Posted June. 17, 2014 06:04,   

한국어

Police will reinforce its crackdown on drivers who watch the DMB while driving during the World Cup. If a driver is caught by police, the driver will face 60,000 won (58.7 U.S. dollars) in fine and 15 penalty points. A driver’s ability watch what is in front is 78.1 percent under normal conditions, while the ability drops to 58.1 percent when a driver watches the DMB while driving. This is even lower than the ability of a drunk driver whose blood-alcohol content of 0.1 percent (71.1 percent.) It takes around 1.12 seconds for a driver watching the DMB to avoid an obstacle, similar to drunk driving (1.4 seconds), indicating high risk of causing a car accident.

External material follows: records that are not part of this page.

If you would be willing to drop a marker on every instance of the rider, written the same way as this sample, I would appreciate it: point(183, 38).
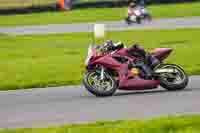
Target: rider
point(132, 6)
point(144, 60)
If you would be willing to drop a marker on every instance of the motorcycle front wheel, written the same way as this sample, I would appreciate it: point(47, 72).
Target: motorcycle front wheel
point(173, 81)
point(93, 83)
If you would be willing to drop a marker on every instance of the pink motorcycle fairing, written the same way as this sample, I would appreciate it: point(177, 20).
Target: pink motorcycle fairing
point(109, 62)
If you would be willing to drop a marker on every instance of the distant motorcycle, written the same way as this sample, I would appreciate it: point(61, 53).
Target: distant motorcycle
point(111, 67)
point(138, 15)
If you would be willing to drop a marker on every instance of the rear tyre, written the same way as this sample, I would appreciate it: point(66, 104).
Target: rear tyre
point(138, 20)
point(176, 81)
point(97, 87)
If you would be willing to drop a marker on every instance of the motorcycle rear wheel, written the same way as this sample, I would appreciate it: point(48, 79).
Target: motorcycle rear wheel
point(99, 87)
point(179, 82)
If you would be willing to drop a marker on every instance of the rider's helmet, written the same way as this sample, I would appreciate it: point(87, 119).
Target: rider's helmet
point(132, 4)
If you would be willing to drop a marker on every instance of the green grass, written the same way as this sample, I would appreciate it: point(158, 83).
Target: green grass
point(8, 4)
point(53, 60)
point(178, 124)
point(98, 14)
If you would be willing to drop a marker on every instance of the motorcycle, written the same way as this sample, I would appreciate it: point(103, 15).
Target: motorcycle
point(138, 15)
point(108, 69)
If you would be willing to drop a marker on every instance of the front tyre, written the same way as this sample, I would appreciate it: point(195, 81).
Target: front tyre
point(93, 83)
point(177, 80)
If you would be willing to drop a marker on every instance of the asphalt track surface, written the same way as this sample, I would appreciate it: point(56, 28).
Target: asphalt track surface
point(193, 22)
point(73, 104)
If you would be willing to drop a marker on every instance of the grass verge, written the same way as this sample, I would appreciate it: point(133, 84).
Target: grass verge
point(98, 14)
point(178, 124)
point(53, 60)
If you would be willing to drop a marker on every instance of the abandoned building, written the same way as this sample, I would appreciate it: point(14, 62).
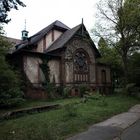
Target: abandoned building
point(71, 57)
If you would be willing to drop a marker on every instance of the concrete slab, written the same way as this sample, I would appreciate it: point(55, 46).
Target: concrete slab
point(135, 109)
point(123, 120)
point(112, 128)
point(98, 133)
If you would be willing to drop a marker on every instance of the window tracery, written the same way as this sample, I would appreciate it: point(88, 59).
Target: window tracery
point(81, 66)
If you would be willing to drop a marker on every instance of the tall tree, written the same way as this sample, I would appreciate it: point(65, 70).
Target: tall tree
point(119, 24)
point(111, 57)
point(6, 6)
point(10, 83)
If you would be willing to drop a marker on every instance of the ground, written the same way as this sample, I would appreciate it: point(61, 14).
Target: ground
point(62, 123)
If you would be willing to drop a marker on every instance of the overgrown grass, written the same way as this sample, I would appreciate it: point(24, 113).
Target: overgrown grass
point(57, 125)
point(32, 103)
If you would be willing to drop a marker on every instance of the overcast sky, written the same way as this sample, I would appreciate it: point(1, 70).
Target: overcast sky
point(40, 13)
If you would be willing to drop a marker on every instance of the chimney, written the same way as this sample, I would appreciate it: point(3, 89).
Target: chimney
point(24, 33)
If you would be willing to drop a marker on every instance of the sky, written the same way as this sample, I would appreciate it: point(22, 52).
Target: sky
point(40, 13)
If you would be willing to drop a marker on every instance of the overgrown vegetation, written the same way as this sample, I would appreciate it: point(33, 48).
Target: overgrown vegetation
point(62, 123)
point(10, 83)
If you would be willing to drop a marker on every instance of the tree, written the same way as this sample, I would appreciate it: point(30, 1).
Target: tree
point(134, 69)
point(119, 24)
point(111, 57)
point(10, 83)
point(6, 6)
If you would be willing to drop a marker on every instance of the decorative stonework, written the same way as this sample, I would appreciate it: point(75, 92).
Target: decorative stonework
point(80, 62)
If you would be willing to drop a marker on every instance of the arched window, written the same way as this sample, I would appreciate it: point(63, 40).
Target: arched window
point(103, 76)
point(81, 66)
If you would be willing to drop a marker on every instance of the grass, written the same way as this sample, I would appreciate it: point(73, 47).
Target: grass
point(57, 125)
point(32, 103)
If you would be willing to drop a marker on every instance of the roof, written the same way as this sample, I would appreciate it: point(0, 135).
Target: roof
point(14, 41)
point(64, 38)
point(39, 35)
point(60, 42)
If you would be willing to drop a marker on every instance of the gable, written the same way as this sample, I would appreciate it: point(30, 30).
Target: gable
point(78, 31)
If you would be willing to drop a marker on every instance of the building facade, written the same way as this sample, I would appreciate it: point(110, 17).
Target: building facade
point(71, 57)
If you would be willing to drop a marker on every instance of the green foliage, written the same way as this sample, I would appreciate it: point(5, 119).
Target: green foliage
point(132, 90)
point(111, 57)
point(50, 89)
point(6, 6)
point(70, 110)
point(66, 92)
point(134, 69)
point(51, 125)
point(45, 68)
point(83, 90)
point(10, 83)
point(118, 23)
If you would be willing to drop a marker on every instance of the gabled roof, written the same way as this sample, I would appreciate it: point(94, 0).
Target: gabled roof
point(64, 38)
point(39, 35)
point(60, 42)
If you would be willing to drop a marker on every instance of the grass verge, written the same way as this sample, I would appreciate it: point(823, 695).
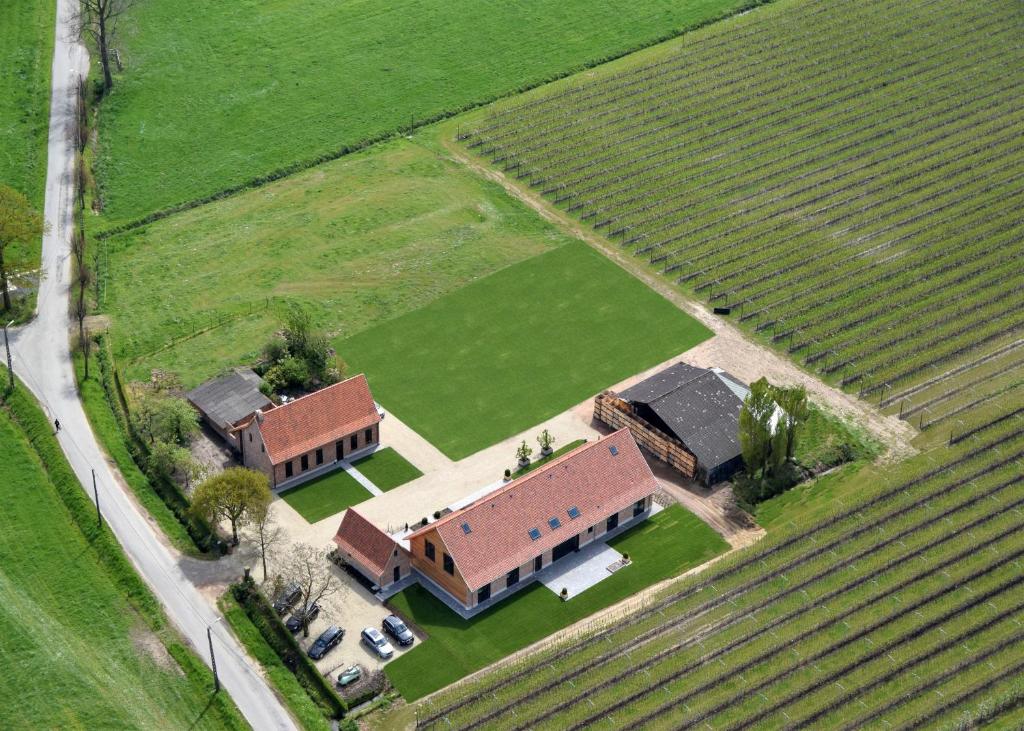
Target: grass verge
point(665, 546)
point(92, 643)
point(510, 350)
point(284, 682)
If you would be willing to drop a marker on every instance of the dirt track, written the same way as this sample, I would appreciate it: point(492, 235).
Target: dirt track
point(730, 348)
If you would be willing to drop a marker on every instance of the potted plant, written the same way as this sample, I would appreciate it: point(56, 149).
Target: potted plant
point(546, 440)
point(522, 454)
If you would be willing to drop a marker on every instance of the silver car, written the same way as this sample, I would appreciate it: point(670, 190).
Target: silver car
point(375, 641)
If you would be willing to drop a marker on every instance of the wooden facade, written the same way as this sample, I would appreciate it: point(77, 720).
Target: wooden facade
point(616, 413)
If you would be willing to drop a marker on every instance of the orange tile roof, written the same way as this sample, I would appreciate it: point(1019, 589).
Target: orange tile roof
point(359, 539)
point(590, 478)
point(317, 419)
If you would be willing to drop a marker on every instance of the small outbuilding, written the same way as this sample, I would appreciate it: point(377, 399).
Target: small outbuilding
point(229, 401)
point(685, 416)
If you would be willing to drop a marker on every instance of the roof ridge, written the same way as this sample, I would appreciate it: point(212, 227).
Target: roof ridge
point(321, 390)
point(501, 489)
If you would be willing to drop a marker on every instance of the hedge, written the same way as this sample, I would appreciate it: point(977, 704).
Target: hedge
point(261, 614)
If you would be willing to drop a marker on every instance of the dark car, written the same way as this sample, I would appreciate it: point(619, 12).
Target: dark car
point(397, 630)
point(294, 622)
point(286, 600)
point(326, 642)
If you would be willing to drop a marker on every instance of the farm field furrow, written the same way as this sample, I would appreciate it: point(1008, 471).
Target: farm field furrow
point(807, 624)
point(829, 180)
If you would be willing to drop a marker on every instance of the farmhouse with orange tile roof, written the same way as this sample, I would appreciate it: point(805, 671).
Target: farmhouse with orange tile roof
point(309, 435)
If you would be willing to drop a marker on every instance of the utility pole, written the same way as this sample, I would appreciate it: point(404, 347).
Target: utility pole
point(95, 493)
point(213, 660)
point(10, 367)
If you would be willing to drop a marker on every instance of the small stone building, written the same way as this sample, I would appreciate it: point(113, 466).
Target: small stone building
point(227, 402)
point(310, 435)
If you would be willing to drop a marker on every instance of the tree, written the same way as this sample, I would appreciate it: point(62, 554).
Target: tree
point(267, 535)
point(796, 412)
point(756, 431)
point(162, 418)
point(237, 495)
point(98, 19)
point(19, 223)
point(310, 569)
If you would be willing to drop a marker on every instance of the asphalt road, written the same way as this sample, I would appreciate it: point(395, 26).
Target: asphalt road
point(42, 359)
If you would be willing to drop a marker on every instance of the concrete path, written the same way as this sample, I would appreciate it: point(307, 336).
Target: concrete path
point(42, 359)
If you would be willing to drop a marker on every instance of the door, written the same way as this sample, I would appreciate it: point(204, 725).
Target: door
point(565, 548)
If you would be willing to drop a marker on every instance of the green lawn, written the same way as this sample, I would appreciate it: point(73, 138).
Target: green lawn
point(26, 56)
point(217, 93)
point(387, 469)
point(515, 348)
point(326, 496)
point(357, 241)
point(77, 653)
point(667, 545)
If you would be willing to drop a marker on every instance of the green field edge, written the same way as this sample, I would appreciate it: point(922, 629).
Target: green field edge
point(288, 170)
point(27, 416)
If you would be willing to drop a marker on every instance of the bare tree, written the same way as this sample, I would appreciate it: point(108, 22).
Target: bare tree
point(267, 535)
point(98, 19)
point(309, 568)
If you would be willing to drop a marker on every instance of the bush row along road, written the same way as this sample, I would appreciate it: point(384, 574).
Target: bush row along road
point(42, 359)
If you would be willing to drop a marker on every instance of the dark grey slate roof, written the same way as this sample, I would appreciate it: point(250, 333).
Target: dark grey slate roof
point(226, 399)
point(699, 405)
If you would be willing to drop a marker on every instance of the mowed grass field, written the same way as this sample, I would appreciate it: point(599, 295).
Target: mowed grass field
point(215, 94)
point(76, 653)
point(357, 241)
point(665, 546)
point(849, 188)
point(510, 350)
point(27, 29)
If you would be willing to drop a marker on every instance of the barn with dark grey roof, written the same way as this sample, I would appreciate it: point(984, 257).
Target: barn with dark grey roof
point(229, 401)
point(685, 406)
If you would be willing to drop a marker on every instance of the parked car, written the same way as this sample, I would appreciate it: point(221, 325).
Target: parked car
point(326, 642)
point(375, 641)
point(349, 676)
point(397, 630)
point(286, 600)
point(294, 622)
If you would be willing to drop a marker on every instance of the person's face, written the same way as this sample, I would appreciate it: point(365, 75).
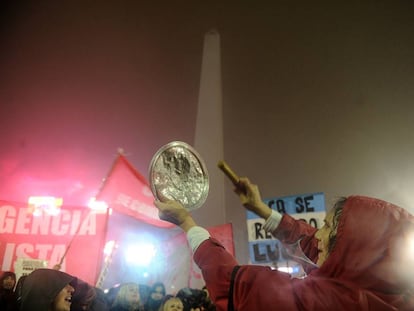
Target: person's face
point(322, 235)
point(63, 300)
point(8, 282)
point(158, 293)
point(132, 294)
point(173, 305)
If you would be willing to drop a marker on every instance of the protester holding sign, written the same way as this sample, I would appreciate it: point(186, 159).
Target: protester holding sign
point(362, 253)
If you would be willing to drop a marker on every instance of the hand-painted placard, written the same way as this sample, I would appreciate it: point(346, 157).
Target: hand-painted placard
point(264, 249)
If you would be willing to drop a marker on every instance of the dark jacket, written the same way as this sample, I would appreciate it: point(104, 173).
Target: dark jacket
point(368, 269)
point(41, 287)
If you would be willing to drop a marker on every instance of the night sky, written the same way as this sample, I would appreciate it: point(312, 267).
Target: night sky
point(317, 96)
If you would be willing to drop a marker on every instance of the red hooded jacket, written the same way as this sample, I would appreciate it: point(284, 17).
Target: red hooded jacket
point(368, 269)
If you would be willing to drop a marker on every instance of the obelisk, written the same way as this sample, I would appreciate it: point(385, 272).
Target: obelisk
point(209, 130)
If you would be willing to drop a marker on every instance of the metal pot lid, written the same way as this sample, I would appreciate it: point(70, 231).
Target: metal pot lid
point(177, 172)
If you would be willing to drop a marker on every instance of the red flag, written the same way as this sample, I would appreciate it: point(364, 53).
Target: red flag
point(51, 238)
point(125, 190)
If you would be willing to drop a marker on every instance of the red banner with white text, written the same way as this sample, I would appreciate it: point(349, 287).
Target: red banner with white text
point(75, 234)
point(126, 191)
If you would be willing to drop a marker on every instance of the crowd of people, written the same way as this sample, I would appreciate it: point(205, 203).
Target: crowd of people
point(54, 290)
point(362, 259)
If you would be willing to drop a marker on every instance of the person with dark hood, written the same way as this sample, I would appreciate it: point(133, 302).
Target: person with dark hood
point(8, 297)
point(88, 298)
point(156, 295)
point(47, 290)
point(362, 257)
point(127, 298)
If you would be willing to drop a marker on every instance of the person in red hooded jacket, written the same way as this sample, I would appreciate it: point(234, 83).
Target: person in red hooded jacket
point(362, 252)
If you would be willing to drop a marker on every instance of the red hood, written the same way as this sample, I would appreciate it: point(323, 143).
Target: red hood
point(372, 246)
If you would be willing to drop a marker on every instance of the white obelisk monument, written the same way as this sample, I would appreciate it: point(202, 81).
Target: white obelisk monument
point(209, 131)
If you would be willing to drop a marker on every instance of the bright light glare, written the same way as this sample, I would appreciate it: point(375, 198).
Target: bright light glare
point(140, 254)
point(285, 269)
point(47, 204)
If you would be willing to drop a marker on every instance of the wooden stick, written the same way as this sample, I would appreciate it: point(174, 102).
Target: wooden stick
point(229, 172)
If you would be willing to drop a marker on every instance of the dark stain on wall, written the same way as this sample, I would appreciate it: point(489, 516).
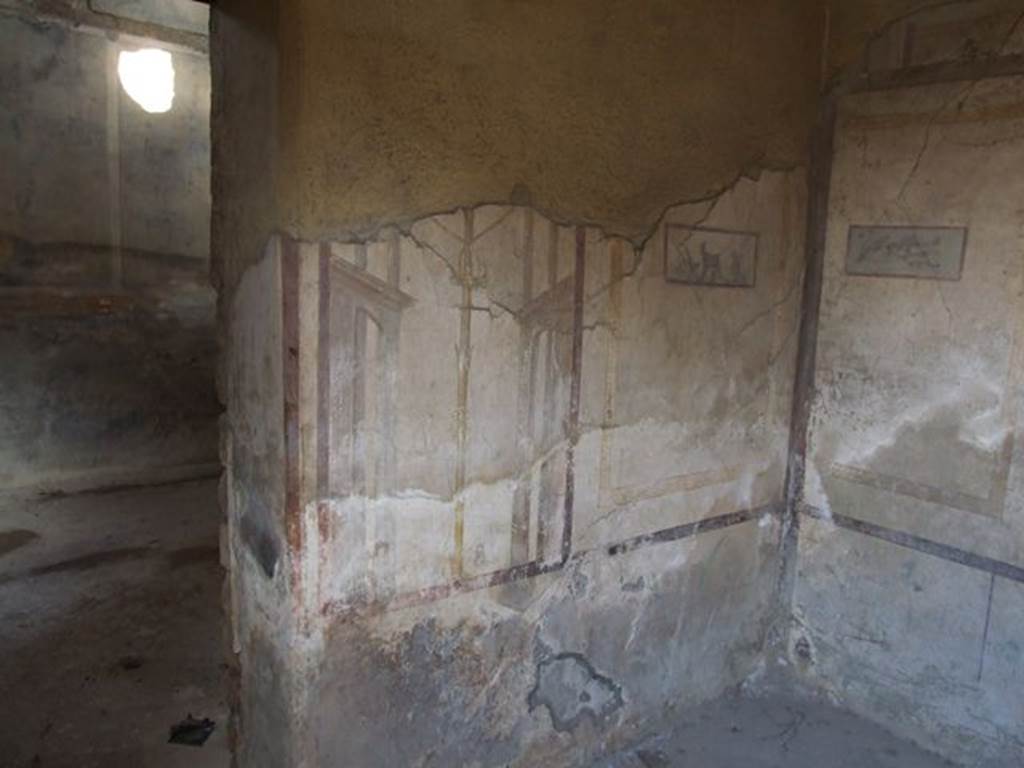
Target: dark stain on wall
point(571, 689)
point(15, 539)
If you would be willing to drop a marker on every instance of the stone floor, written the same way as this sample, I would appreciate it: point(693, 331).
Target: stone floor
point(774, 731)
point(111, 628)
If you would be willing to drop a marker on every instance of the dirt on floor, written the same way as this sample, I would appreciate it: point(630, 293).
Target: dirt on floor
point(111, 629)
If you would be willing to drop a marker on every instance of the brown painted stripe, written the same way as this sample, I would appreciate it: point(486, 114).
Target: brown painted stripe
point(920, 544)
point(537, 568)
point(573, 424)
point(691, 528)
point(290, 368)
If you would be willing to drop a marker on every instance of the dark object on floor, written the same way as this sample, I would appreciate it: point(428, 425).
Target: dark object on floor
point(192, 731)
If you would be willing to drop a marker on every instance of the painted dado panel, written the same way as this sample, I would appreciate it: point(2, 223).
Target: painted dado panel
point(497, 393)
point(915, 425)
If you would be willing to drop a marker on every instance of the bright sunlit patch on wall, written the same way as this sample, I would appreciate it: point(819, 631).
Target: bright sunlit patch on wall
point(147, 76)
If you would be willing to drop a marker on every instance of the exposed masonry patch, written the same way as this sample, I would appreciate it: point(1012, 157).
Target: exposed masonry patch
point(571, 689)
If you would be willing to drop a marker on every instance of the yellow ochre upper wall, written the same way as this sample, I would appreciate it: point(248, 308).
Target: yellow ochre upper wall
point(599, 111)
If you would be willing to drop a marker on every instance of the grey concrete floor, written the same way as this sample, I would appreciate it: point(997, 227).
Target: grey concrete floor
point(773, 731)
point(111, 629)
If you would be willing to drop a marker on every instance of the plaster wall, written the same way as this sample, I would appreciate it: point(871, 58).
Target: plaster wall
point(909, 589)
point(532, 479)
point(107, 314)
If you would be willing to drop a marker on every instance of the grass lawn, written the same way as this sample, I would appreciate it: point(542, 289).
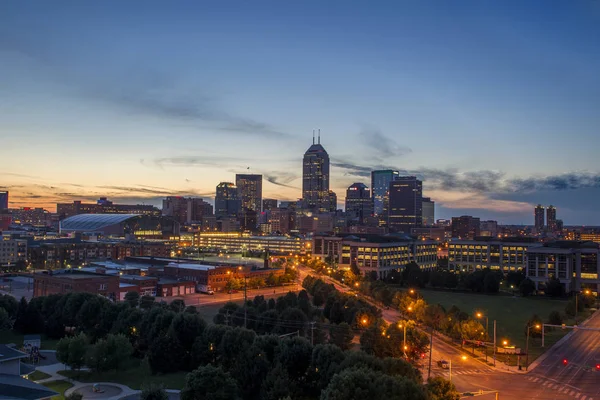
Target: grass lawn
point(511, 315)
point(134, 377)
point(59, 387)
point(37, 376)
point(8, 336)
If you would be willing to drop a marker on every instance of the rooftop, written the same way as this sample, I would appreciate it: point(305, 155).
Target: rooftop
point(90, 222)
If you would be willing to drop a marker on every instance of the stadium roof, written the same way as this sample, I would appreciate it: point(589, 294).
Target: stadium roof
point(90, 222)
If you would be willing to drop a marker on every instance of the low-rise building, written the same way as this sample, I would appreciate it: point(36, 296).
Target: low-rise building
point(12, 251)
point(237, 242)
point(507, 254)
point(376, 253)
point(575, 264)
point(70, 281)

This reporter recently participated in an experiment showing how risky it is to drive a car while watching the DMB in a Korea Traffic Education Center in Sangju, North Gyeongsang Province. I compared normal driving to driving while watching the DMB in three courses – a quick-braking course, a risk-aversion course, and a high-speed driving course. Driving while watching the DMB was much less safer than driving without watching it in all three courses. Even I almost hit the guardrail during the experiment.

A quick-braking course is a course in which a driver puts on a brake 20 meters in front of a column of water when the traffic lights turn red so that the driver does not hit the column. When I was driving a car at 40 kilometers per hour, I stopped five meters ahead of the column, but when I drove at the same speed watching the DMB, I stopped two meters ahead of the column. When I drove at 50 kilometers per hour, I collided with the column and the car stopped six meters past the column. When I drove the car watching the DMB, the car hit the column, and stopped 16 meters past the column. If the column was a person, it could have been a big accident. Although I was expecting a dangerous situation (hitting a water column), I belatedly responded to the situation when I was driving while watching the DMB. An S course is a 180-meter long winding road consisting of 80 traffic cones, which makes a car barely pass. When I drove the risk aversion course, I did not hit any traffic cone. While watching the DMB, however, I drove only 10 meters but pushed three traffic cones and deviated from the course.

I got dizzier in the high-speed experiment. I drove the course at 70 kilometer per hour in a circuit. The faster I drove, the more I felt things were flowing like water. When I started driving touching the DMB, I missed all signs “night driving,” a “cross walk,” and an “eco driving.” I almost hit a guardrail after driving about 300 meters and touching the DMB. Kim Jun-nyeon, a professor of the Education Development Department of the Korea Traffic Education Center, who did the experiment with me. He said, “However careful you might be, you have risks here and there. If you watch the DMB or touch a mobile phone while driving, it’s like a suicide.”